Ele foi denunciado por integrar e liderar organização criminosa e pelo crime de fraude em licitação, por 4 vezes; ou seja, as penas somadas podem ultrapassar os 40 anos, caso condenado.
Nesta semana, o Ministério Público se manifestou pela manutenção da prisão do denunciado, ressaltando a gravidade dos crimes pelos quais Eli é acusado e pelo risco de ele continuar cometendo novas fraudes.
Conforme a denúncia do MP, o grupo liderado por Eli Souza pagava propina para agentes públicos para vencer licitação de comunicação em Terenos. Em um desses casos, a Prefeitura de Terenos teria comprado 500 revistas superfaturadas da Impacto Mais.
A decisão sobre o pedido de liberdade, agora, será tomada pela 3ª Câmara Criminal do TJMS.
Também tornaram-se réus com Eli:
Geraldo Alves Pereira – empresário;
Vanessa Guimarães Pereira – filha de Geraldo que administrava parte dos negócios do pai;
Cleuza Maria Seixas Guimarães – esposa de Geraldo e empresária;
Eudmar Rogers Nolasco de Faria – diretor comercial do grupo Impacto;
Antônio Henrique Ocampos Ribeiro – empresário;
Leandro de Souza Ramos – empresário;
Geraldo Alves Pereira – empresário;
Francisco das Chagas Veras do Nascimento – empresário;
Neide Rodrigues Ferreira – empresária.
Somente em relação ao denunciado Antonio Henrique Ocampos, o processo foi arquivado, a pedido do MP, após a conclusão das investigações. Assim, ele deixa de ser alvo.
Ao aceitar a denúncia oferecida pelo MP, o juiz entendeu haver indícios dos crimes apontados.
Sócio do ‘pai do ET Bilu’
Eli Sousa é sócio em diversas empresas, incluindo dois CNPJs da BDM Digital (Bdm Dourado Digital Gestão de Ativos LTDA (CNPJ 37.992.346/0001-23) e BDM Digital Administracão de Negócios LTDA (CNPJ 37.038.096/0001-97), que tem como sócio o empresário Urandir Fernandes de Oliveira, conhecido nacionalmente como o ‘pai do ET Bilu’. As duas empresas constam como ativas na Receita Federal.
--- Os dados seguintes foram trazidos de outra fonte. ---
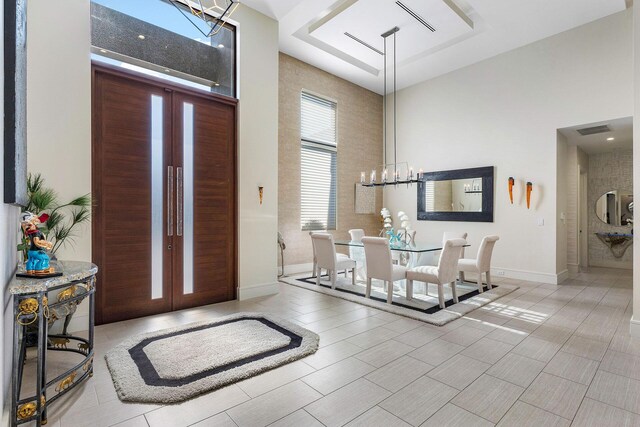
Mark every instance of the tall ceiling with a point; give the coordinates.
(343, 37)
(619, 136)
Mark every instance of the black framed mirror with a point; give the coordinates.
(457, 195)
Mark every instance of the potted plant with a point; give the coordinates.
(64, 218)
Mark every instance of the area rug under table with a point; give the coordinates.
(424, 304)
(173, 365)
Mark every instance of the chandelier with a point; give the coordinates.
(391, 173)
(215, 13)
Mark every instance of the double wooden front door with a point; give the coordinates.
(164, 191)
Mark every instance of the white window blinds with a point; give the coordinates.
(318, 155)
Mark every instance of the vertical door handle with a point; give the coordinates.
(169, 200)
(180, 201)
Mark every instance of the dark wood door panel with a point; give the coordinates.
(214, 204)
(122, 198)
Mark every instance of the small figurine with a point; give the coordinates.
(38, 260)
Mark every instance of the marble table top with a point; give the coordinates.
(71, 271)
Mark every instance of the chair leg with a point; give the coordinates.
(454, 292)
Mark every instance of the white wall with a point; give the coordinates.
(257, 154)
(59, 129)
(562, 161)
(635, 320)
(505, 112)
(8, 260)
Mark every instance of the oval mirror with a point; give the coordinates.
(615, 207)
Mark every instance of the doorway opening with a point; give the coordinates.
(599, 205)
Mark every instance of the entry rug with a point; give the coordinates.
(173, 365)
(424, 304)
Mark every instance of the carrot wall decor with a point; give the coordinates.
(511, 184)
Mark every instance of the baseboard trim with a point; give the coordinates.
(634, 328)
(298, 268)
(531, 276)
(573, 268)
(612, 264)
(255, 291)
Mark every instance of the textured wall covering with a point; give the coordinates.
(608, 171)
(359, 149)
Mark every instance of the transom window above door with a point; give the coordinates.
(154, 38)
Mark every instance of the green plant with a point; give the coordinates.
(64, 218)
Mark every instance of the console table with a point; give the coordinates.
(34, 313)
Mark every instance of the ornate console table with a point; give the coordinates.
(34, 313)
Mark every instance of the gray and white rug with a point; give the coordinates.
(173, 365)
(423, 306)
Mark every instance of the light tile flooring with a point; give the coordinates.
(543, 355)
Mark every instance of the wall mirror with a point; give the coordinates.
(457, 195)
(615, 207)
Aliás, a ligação dos dois vai além: Urandir iniciou processo de aquisição do Grupo Impacto Mais, de Eli.
Francisco é sócio do empresário Urandir Fernandes de Oliveira na empresa BDM Dourado Digital Gestão de Ativos Ltda. (CNPJ 37.992.346/0001-23).
Urandir é proprietário da empresa Dakila Comunicações, que tem como sede um imóvel ao lado da casa de Francisco, no Carandá Bosque. O edifício passa por reforma.
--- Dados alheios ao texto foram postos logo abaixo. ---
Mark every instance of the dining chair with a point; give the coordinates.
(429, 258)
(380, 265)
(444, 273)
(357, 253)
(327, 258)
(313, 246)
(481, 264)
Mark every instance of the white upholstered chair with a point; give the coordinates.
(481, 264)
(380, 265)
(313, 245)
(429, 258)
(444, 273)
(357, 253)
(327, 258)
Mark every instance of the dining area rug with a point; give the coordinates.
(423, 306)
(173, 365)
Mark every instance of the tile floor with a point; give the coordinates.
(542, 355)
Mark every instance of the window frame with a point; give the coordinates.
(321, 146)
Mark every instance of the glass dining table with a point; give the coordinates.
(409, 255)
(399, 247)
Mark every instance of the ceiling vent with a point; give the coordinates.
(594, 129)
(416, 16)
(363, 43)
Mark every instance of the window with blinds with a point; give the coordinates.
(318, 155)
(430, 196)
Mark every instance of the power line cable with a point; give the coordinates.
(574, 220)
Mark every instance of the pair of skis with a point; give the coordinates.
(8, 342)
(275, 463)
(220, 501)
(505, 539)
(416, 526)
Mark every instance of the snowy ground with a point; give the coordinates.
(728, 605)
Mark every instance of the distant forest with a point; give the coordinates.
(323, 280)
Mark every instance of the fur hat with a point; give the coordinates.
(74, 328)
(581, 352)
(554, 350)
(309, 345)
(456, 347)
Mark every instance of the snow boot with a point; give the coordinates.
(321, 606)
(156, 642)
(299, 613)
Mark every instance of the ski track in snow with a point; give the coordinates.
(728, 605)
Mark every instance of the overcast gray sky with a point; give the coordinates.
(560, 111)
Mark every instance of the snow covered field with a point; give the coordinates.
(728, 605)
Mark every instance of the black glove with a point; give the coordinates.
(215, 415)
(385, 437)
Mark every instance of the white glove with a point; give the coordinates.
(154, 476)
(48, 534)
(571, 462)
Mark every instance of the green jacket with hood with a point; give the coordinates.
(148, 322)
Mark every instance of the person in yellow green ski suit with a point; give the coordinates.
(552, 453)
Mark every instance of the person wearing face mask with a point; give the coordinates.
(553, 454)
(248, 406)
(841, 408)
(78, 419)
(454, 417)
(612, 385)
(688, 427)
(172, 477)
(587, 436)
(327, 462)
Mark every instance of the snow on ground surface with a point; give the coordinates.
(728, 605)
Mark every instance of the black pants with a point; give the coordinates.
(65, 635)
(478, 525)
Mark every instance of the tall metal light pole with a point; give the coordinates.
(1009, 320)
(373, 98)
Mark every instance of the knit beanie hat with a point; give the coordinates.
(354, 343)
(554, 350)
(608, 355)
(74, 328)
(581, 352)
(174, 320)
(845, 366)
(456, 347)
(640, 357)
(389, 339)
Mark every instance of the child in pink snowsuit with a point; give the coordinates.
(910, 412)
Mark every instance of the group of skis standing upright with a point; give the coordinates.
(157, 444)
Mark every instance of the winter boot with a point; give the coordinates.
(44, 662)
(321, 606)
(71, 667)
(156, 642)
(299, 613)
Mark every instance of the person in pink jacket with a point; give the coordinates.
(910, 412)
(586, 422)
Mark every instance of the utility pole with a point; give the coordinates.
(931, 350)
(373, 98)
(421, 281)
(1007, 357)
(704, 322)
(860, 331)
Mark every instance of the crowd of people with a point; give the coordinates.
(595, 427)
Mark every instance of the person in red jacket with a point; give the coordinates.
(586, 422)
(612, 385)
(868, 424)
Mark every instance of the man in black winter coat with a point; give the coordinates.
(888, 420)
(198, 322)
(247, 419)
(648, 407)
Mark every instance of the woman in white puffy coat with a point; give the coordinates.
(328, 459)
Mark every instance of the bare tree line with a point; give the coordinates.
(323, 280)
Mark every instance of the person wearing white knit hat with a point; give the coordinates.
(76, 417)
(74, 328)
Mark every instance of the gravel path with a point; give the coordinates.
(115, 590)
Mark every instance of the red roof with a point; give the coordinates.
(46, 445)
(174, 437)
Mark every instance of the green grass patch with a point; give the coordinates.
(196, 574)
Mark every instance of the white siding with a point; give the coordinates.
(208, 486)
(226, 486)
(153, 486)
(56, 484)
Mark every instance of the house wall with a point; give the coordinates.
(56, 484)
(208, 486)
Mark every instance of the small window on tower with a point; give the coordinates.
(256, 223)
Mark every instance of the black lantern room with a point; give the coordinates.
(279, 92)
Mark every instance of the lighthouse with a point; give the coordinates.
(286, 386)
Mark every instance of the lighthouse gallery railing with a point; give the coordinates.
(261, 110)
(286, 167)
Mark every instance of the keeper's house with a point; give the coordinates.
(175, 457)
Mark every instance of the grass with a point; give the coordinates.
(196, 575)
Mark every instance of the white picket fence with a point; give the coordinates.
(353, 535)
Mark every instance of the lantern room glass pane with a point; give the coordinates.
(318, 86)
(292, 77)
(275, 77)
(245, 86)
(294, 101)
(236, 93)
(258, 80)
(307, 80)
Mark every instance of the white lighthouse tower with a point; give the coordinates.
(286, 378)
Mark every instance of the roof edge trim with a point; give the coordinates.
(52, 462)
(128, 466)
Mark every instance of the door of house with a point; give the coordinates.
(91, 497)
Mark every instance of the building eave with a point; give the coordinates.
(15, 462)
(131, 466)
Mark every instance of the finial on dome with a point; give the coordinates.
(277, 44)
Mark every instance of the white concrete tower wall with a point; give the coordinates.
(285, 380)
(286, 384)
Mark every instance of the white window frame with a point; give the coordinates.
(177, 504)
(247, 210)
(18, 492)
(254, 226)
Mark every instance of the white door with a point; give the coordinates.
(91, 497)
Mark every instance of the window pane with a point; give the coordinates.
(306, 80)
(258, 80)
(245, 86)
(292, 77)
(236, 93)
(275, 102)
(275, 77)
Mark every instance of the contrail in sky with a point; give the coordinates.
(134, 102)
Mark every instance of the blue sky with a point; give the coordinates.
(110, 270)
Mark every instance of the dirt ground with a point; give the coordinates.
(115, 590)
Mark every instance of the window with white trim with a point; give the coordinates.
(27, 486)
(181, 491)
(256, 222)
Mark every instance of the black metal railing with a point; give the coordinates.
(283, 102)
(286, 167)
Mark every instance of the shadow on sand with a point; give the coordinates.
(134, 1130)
Conforme apurado pela reportagem, a Dakila Comunicação, fundada em 2024, adquiriu o referido imóvel do grupo Impacto.
Conforme apurado pela reportagem, o processo de aquisição do grupo Impacto pelo Dakila começou em dezembro de 2024, quando Urandir abriu novo CNPJ — único sócio — com o nome Dakila Impacto Comunicação Ltda. (CNPJ 58.307.643/0001-62), aberto com capital social de R$ 700 mil.
Desde o início de 2025, o nome de Urandir Fernandes e seu novo CNPJ (Dakila Comunicação) constam no expediente da revista Impacto, sendo que o dono do Dakila aparece como presidente.
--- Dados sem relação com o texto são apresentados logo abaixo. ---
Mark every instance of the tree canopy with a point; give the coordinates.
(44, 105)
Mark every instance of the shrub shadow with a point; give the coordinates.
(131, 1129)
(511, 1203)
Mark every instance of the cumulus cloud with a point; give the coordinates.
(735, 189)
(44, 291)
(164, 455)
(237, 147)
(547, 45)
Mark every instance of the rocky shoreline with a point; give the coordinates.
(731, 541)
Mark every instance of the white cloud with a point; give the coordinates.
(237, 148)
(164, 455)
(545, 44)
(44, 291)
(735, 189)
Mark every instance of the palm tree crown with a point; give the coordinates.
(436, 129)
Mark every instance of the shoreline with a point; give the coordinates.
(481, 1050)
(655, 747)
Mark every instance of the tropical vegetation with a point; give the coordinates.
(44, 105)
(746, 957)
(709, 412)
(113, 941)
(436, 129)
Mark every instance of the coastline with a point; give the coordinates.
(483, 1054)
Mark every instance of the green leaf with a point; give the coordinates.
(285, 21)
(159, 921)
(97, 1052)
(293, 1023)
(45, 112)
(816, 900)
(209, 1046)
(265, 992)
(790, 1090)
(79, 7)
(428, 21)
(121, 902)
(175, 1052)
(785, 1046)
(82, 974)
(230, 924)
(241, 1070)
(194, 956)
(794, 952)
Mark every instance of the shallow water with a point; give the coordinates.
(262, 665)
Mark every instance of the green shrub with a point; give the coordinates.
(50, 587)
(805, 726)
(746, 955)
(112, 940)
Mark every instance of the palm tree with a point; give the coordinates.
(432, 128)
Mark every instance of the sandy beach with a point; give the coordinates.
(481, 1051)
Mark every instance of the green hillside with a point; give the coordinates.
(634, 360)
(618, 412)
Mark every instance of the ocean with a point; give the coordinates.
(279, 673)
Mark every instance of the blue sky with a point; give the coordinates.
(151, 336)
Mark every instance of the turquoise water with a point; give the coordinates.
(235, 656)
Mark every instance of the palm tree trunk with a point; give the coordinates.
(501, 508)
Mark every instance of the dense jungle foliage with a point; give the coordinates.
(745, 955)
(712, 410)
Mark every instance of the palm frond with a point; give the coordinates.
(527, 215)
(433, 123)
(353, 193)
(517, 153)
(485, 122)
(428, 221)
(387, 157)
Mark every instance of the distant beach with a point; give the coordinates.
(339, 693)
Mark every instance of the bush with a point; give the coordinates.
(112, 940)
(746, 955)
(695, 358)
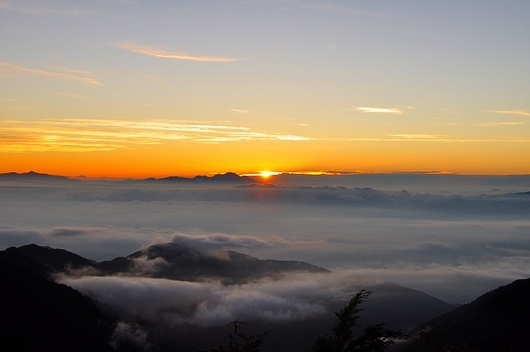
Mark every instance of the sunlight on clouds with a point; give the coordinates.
(512, 112)
(152, 51)
(495, 124)
(379, 110)
(82, 76)
(240, 111)
(83, 135)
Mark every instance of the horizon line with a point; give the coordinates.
(266, 174)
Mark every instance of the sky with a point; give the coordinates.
(132, 88)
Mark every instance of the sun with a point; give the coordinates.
(266, 174)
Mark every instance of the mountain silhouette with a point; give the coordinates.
(496, 321)
(32, 176)
(177, 262)
(38, 314)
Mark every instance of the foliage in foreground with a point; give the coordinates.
(241, 342)
(375, 338)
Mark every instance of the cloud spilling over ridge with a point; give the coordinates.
(223, 241)
(210, 303)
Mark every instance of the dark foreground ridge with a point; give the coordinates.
(496, 321)
(38, 312)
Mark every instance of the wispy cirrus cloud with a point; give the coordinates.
(504, 123)
(240, 111)
(82, 76)
(379, 110)
(156, 52)
(82, 135)
(511, 112)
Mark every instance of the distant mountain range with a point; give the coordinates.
(228, 177)
(38, 312)
(31, 176)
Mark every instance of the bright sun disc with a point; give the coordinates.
(267, 174)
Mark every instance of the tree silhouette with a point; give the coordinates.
(375, 338)
(243, 343)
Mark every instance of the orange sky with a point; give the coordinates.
(87, 90)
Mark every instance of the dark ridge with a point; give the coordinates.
(229, 177)
(39, 314)
(58, 260)
(496, 321)
(32, 176)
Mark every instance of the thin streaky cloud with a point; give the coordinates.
(74, 96)
(496, 124)
(379, 110)
(512, 112)
(82, 135)
(240, 111)
(7, 68)
(156, 52)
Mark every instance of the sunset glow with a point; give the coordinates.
(242, 86)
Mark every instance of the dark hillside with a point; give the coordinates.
(496, 321)
(38, 314)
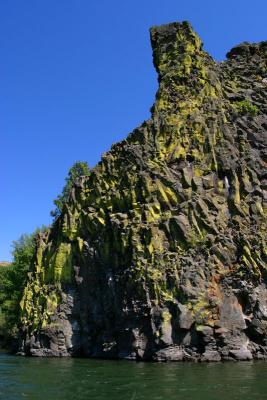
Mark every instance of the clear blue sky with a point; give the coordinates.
(76, 76)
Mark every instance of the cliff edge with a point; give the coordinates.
(160, 253)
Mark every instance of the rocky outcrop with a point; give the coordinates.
(160, 253)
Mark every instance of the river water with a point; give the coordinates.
(76, 379)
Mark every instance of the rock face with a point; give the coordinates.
(160, 253)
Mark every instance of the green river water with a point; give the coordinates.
(76, 379)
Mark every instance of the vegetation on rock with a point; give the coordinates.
(160, 252)
(13, 279)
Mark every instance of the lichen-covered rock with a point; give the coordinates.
(160, 253)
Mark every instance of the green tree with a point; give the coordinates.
(79, 168)
(13, 279)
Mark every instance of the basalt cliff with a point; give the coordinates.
(160, 253)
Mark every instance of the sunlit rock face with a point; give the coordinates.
(160, 253)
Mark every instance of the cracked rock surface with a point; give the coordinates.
(160, 253)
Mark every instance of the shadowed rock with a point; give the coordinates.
(160, 253)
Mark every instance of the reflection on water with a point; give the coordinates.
(76, 379)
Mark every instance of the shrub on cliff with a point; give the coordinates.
(12, 282)
(79, 168)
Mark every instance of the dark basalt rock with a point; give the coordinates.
(160, 254)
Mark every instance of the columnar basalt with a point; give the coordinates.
(160, 253)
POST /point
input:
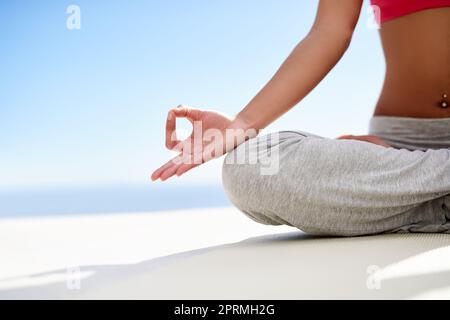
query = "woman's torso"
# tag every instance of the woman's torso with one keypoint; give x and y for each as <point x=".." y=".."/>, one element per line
<point x="417" y="52"/>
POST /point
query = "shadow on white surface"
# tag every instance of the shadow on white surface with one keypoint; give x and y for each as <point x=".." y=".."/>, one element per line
<point x="290" y="265"/>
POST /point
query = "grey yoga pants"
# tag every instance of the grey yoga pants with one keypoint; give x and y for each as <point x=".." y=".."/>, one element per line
<point x="347" y="187"/>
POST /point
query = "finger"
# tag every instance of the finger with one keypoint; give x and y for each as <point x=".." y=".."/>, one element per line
<point x="169" y="172"/>
<point x="157" y="174"/>
<point x="189" y="113"/>
<point x="171" y="133"/>
<point x="185" y="168"/>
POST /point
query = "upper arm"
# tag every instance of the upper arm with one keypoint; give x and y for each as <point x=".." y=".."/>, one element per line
<point x="339" y="16"/>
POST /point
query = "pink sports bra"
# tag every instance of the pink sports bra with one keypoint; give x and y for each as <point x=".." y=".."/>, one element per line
<point x="390" y="9"/>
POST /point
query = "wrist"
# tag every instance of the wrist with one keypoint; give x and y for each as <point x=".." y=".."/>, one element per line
<point x="242" y="121"/>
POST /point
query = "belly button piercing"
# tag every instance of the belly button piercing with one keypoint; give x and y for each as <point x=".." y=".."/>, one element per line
<point x="444" y="103"/>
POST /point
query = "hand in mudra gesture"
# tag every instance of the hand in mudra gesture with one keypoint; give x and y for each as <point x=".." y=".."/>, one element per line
<point x="213" y="135"/>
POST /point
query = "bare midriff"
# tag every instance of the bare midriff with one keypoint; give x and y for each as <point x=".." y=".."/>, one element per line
<point x="417" y="51"/>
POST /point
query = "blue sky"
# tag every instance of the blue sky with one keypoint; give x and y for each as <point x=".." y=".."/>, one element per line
<point x="87" y="107"/>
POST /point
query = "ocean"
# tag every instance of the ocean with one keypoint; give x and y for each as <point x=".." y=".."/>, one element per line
<point x="116" y="199"/>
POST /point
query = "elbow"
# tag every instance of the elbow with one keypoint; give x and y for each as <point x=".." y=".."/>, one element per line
<point x="340" y="36"/>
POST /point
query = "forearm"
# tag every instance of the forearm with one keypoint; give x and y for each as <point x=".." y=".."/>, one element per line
<point x="302" y="71"/>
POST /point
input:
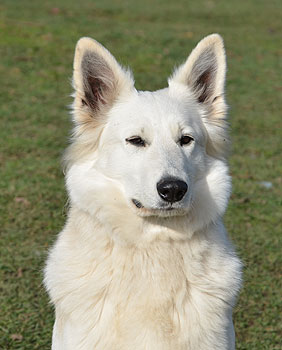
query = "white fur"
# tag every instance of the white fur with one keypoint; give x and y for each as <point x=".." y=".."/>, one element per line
<point x="123" y="277"/>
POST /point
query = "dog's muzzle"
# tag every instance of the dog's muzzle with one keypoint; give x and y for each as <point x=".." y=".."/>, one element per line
<point x="172" y="190"/>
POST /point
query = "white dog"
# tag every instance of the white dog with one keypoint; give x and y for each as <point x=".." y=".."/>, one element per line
<point x="144" y="261"/>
Apesar disso, nem Urandir nem o grupo Dákila estão sendo investigados.
A reportagem do Jornal Midiamax acionou novamente a assessoria jurídica e de imprensa de Dákila para esclarecer o atual vínculo societário de Urandir com Eli Souza, mas ainda não obtivemos resposta.
Apontado como o líder da organização criminosa, Eli Sousa se manifestou no processo tentando descaracterizar as acusações, alegando que a denúncia não descreve como essa suposta organização funcionaria com hierarquia, lucro auferido e divisão de tarefas.
Narrou ainda que o MP não teria conseguido provar os vínculos entre os denunciados e que há ausência de provas robustas. Então, pediu que a denúncia fosse considerada inepta, além de perícia grafotécnica em documentos apontados como fraudados.